If you are starting on your investment journey, it makes sense for a stocks and shares Isa to be your first port of call, protecting you from both capital gains tax and dividend tax.
The Government has pledged not to change taxes that affect working people, so a rise in income tax rate is unlikely.
It has the option though to extend the current freeze in the thresholds, which are set to last until 2028 already. This has been a huge cash cow for recent governments.
Frozen tax thresholds risk pushing you into a higher tax band, where your personal savings allowance shrinks or disappears overnight, so more people will pay income tax on savings.
If you have savings, it's worth considering a cash Isa, where you pay no income tax on interest.

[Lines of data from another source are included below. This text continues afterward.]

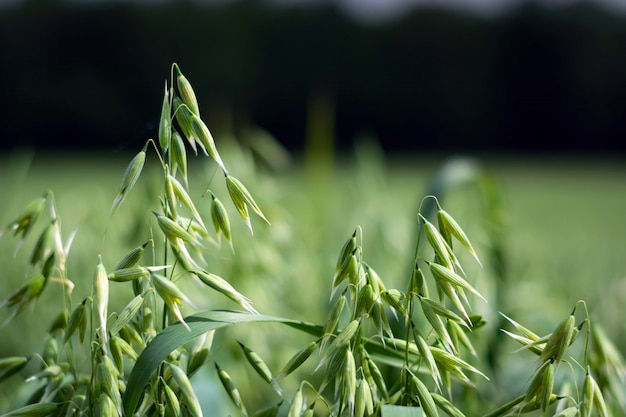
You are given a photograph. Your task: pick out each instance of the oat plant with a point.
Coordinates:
(381, 351)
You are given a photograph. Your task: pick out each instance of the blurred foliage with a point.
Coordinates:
(533, 78)
(563, 238)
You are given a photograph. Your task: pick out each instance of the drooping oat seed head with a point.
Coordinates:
(183, 197)
(189, 395)
(171, 399)
(219, 216)
(127, 314)
(257, 363)
(133, 171)
(178, 155)
(447, 406)
(423, 395)
(183, 114)
(186, 91)
(297, 360)
(450, 224)
(203, 134)
(173, 230)
(221, 285)
(438, 243)
(240, 196)
(76, 322)
(101, 298)
(559, 340)
(171, 295)
(133, 256)
(297, 402)
(231, 390)
(428, 358)
(165, 123)
(349, 381)
(441, 272)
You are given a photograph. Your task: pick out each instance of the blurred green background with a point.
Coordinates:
(364, 112)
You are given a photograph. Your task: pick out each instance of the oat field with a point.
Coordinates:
(245, 281)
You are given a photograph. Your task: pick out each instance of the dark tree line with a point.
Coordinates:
(535, 78)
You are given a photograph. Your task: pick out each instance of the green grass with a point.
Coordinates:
(565, 226)
(564, 236)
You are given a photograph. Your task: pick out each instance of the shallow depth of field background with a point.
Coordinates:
(367, 111)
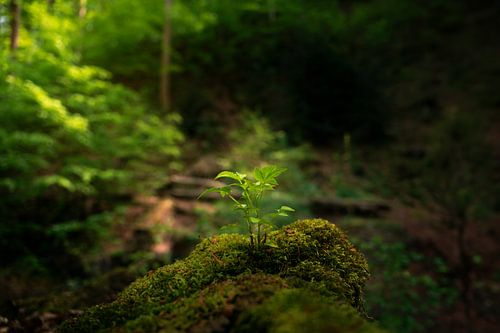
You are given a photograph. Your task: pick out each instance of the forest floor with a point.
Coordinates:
(163, 228)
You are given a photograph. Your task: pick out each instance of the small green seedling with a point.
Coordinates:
(252, 191)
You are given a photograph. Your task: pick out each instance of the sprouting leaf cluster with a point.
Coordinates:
(247, 196)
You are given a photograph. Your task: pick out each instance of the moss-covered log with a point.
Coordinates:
(313, 273)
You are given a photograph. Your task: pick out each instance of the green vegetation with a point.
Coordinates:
(258, 222)
(116, 114)
(222, 279)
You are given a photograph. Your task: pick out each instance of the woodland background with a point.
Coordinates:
(114, 115)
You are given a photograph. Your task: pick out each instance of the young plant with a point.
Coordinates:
(252, 191)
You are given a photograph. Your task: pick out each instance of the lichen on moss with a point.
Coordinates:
(200, 291)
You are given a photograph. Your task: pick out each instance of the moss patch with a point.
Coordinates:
(222, 280)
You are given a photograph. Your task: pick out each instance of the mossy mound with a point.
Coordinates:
(223, 286)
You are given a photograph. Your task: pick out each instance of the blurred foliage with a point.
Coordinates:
(401, 299)
(71, 141)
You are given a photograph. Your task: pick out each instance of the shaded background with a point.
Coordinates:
(385, 113)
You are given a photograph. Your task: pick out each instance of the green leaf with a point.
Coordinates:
(228, 174)
(254, 219)
(223, 191)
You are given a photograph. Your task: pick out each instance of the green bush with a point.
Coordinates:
(72, 144)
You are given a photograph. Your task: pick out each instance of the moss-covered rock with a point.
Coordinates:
(223, 286)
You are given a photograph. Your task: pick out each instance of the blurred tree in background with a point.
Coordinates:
(103, 101)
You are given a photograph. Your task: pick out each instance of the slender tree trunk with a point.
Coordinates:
(465, 262)
(82, 8)
(165, 93)
(15, 23)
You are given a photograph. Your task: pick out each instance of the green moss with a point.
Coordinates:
(310, 254)
(302, 311)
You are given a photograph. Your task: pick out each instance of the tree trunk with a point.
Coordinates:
(465, 262)
(165, 94)
(15, 23)
(82, 8)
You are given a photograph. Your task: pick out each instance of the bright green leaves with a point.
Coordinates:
(232, 175)
(268, 174)
(249, 202)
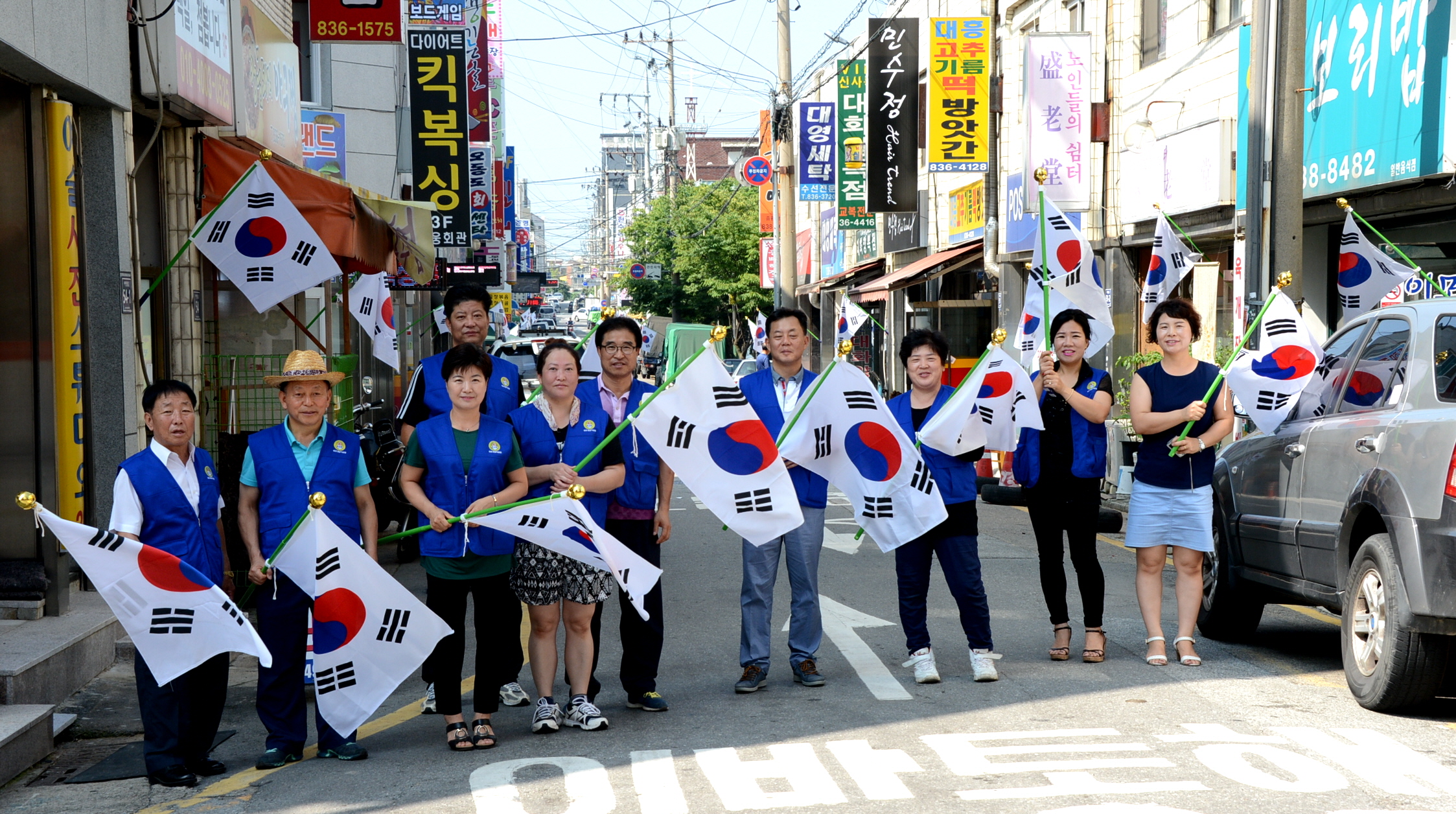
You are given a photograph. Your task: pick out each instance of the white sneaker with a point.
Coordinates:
(983, 668)
(923, 663)
(513, 695)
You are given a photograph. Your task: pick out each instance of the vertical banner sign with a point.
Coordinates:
(66, 312)
(1057, 130)
(765, 190)
(894, 110)
(852, 194)
(816, 150)
(960, 95)
(437, 114)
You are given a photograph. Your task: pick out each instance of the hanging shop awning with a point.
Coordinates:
(925, 268)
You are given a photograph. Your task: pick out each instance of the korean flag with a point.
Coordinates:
(261, 244)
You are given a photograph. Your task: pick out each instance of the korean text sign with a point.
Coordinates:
(960, 95)
(893, 67)
(437, 98)
(852, 194)
(1375, 114)
(1059, 136)
(816, 150)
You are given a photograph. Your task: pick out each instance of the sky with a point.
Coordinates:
(559, 85)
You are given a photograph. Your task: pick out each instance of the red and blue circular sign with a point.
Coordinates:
(756, 171)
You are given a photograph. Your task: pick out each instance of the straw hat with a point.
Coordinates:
(305, 366)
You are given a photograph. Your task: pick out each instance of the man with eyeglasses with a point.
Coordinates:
(638, 513)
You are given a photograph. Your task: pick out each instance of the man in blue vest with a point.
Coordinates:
(468, 315)
(638, 513)
(168, 497)
(775, 395)
(283, 467)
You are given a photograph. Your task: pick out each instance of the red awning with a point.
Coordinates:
(909, 274)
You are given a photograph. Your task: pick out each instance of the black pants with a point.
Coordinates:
(1068, 504)
(497, 640)
(641, 640)
(179, 718)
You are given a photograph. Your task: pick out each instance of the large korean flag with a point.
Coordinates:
(260, 240)
(1171, 262)
(369, 631)
(175, 615)
(705, 430)
(846, 434)
(1366, 274)
(565, 526)
(1074, 272)
(375, 309)
(1270, 380)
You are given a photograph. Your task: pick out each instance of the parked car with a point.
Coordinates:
(1352, 506)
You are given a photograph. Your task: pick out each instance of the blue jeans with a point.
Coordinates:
(962, 564)
(761, 570)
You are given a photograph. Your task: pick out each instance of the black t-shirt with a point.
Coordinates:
(1056, 415)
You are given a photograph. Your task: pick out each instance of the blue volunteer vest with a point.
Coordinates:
(449, 487)
(500, 393)
(640, 487)
(759, 390)
(1088, 441)
(954, 476)
(539, 447)
(169, 522)
(283, 494)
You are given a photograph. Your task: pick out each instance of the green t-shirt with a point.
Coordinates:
(470, 565)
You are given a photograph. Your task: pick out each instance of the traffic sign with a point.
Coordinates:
(757, 171)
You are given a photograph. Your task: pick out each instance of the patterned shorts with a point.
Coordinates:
(545, 577)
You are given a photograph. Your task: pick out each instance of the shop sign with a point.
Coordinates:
(437, 132)
(958, 108)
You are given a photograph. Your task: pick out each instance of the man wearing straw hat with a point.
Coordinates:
(283, 467)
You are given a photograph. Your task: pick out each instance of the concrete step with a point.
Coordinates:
(25, 738)
(47, 660)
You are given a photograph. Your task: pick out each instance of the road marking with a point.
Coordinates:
(839, 627)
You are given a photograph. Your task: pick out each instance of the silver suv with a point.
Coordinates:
(1352, 506)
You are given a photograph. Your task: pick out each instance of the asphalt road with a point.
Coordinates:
(1262, 727)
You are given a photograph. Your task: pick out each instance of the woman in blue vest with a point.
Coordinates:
(925, 356)
(457, 463)
(557, 433)
(1172, 496)
(1062, 471)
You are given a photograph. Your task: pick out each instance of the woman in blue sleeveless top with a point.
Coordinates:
(1062, 469)
(1172, 496)
(557, 433)
(461, 462)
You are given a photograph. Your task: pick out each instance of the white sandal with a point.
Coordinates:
(1192, 660)
(1157, 660)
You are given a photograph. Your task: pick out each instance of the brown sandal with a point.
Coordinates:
(1060, 653)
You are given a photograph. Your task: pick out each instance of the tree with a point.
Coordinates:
(710, 237)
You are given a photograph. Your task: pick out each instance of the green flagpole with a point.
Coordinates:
(1282, 281)
(1346, 205)
(188, 242)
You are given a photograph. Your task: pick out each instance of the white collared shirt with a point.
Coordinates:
(126, 506)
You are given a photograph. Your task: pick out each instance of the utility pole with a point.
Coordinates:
(782, 124)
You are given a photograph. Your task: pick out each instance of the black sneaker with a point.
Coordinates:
(807, 673)
(753, 679)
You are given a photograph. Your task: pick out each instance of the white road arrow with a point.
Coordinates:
(839, 627)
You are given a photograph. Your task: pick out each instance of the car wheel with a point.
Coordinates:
(1229, 612)
(1388, 666)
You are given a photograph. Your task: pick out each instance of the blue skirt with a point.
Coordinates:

Consider putting more in your pension to get into a lower income tax bracket.
The annual pension allowance is £60,000, or up to 100 per cent of your annual earnings if they are lower.
The annual allowance includes your own and your employer's contributions into a pension, and the tax relief itself.
The fact you get tax relief at your highest marginal rate means higher earners in particular should look to take as much advantage as makes sense for their finances.
There are questions over whether the Government might move from a system of tax relief at your highest marginal rate, to a flat rate. This could be set to match the basic rate – or slightly higher.
If you are a higher or additional rate taxpayer, you were planning to pay more into your pension in the current tax year, and if you are worried about changes to the pension tax relief regime, it's a good idea to make the most of the system as it currently stands.
Make a contribution to your pension in the coming weeks. This means you can benefit from the higher rates of relief on offer.
There have been suggestions the Government might set some sort of lifetime cap on gifts under inheritance tax rules, or remove the taper relief on large lump sum gifts.
There's a risk it could persuade people to hang onto their assets, for fear they might bust the cap on lifetime gifts.
Conversely, they might rush into giving gifts they can't afford, before they are ready to make them, in an effort to get in ahead of rule changes.
Don't be tempted into making mistakes due to worry about the Budget - take steps you won't regret
If you're worried about the best approach, and don't know how much you can afford to give away, this is one of the times in life
when it is worth doing some proper, long-term inheritance planning.
Getting financial advice can offer real peace of mind. Advisers can help you understand all your assets, and how much of them you will need during your lifetime.
If it makes sense for you to give gifts to family to cut inheritance tax, you can consider the most tax-efficient ways to do it. A Junior Isa can be given to any child under the age of 18.
It counts as being given away now for tax purposes, but will be locked away until the age of 18, when it belongs entirely to the child. At that point it rolls over into an adult Isa, where it can continue to grow tax free.
A Junior Sipp (Self-Invested Personal Pension), meanwhile, is an opportunity to help the child get an invaluable head start on their pension planning.
You can pay in up to £2,880 a month and they'll get tax relief to top it up to £3,600 – despite the fact the majority of children don't pay tax.